Crude Oil Target 3 Hit with Chinese Oil Imports Up 38%
Crude Oil, daily
Crude oil price is at the time of writing trading higher with support
given to it by the hefty increase in Chinese import numbers, low US oil
inventories and fears that Nigerian oil production might attract new
attacks from the rebels. Chinese trade data published today showed that
crude oil imports to China rose 38.7% in May YoY.
This was the biggest jump in the last six years and increased hopes that the Chinese economy (the world’s second-largest oil user) may be stabilizing. Now, that further supply distractions are possible and market participants believe that the oil market is becoming more balanced it prices are supported by the bidders.
I wrote in my May 5th report that wildfires in Canada’s oil sands area
and fighting in Libya threatened the North African output and that
together with the bullish technical picture we should see the prices
moving higher. I gave a buy area ($43.20 – $44.00) together with three
targets which have now been met after price first retraced to my buy
area. The third target was at $50 to $51 range which is exactly where
the market is trading at the time of writing this report.
The $50.89 resistance was able to turn the price lower in October last year and in theory could therefore act as a resistance again. However, the uptrend has been solid with the oil market finally finding (supply – demand) balance supporting higher prices.

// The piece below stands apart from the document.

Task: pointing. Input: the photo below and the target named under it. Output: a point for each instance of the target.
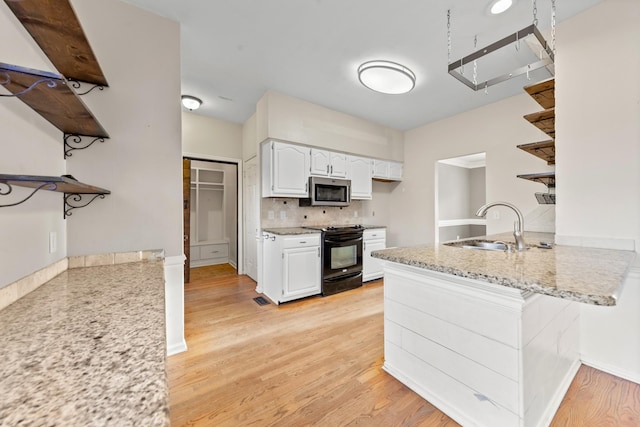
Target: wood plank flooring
(318, 362)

Also, the US driving months are ahead of us now. American holiday season traditionally increases demand while the Houston oil producer conference participants in May signaled that they will not be adding production before they’ve seen the price of oil settling in the range of $50 to $60. I’ll be looking for buy signals at supports as long as the uptrend is intact. The nearest daily support levels at the moment are at $49.40 and $50.20.